Whether in the United States, South Africa, the Philippines or Saudi Arabia, I have witnessed how sports not only breaks down barriers, but is also a powerful tool to build young women up. The ball in and of itself has no bias. It knows not the hands or feet by which it is being guided. The rules of engagement are without prejudice or partiality. Sports simply set the stage for girls to gain confidence and develop leadership skills. Young women had for generations been excluded from performing on this stage, not because the script was only written for their male counterparts, but because men were the only ones allowed to try out for the part. Be it culture or custom, blatant inequality or narrow-mindedness, girls and women were relegated to the sidelines for far too long.
In the United States, arguably one of the most progressive nations in the world, it took the legislative measures of Title IX in 1972 to establish the athletic framework that girls and women experience today.
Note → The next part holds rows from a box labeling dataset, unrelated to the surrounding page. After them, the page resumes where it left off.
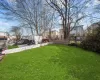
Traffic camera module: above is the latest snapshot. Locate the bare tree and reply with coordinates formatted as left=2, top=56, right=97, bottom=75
left=11, top=26, right=22, bottom=40
left=0, top=0, right=53, bottom=35
left=46, top=0, right=90, bottom=40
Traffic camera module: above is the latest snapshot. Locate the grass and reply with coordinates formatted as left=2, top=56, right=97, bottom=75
left=0, top=45, right=100, bottom=80
left=8, top=45, right=18, bottom=49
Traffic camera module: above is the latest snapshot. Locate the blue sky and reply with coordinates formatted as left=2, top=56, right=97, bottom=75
left=0, top=0, right=100, bottom=32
The ramifications of this extend well beyond the enjoyment of participating in a particular sport; they are being played out in the boardrooms as well. We have seen a direct correlation between the benefits of girls and women playing sports and success in the business world. A recent EY/espnW report shows that 94% of senior women business executives played sports and more than half of the women in C-suite positions played at the university level.
Over the years, I have traveled to 42 different countries where I have witnessed the sport of basketball being played from the Olympic level to a grassroots orphanage in the Philippines. Through organizations like Peace Players, conflict zones are using sports as a vehicle for peace. The developing world serves witness to how sports can be an equalizing force and a much needed platform for inspiration and empowerment.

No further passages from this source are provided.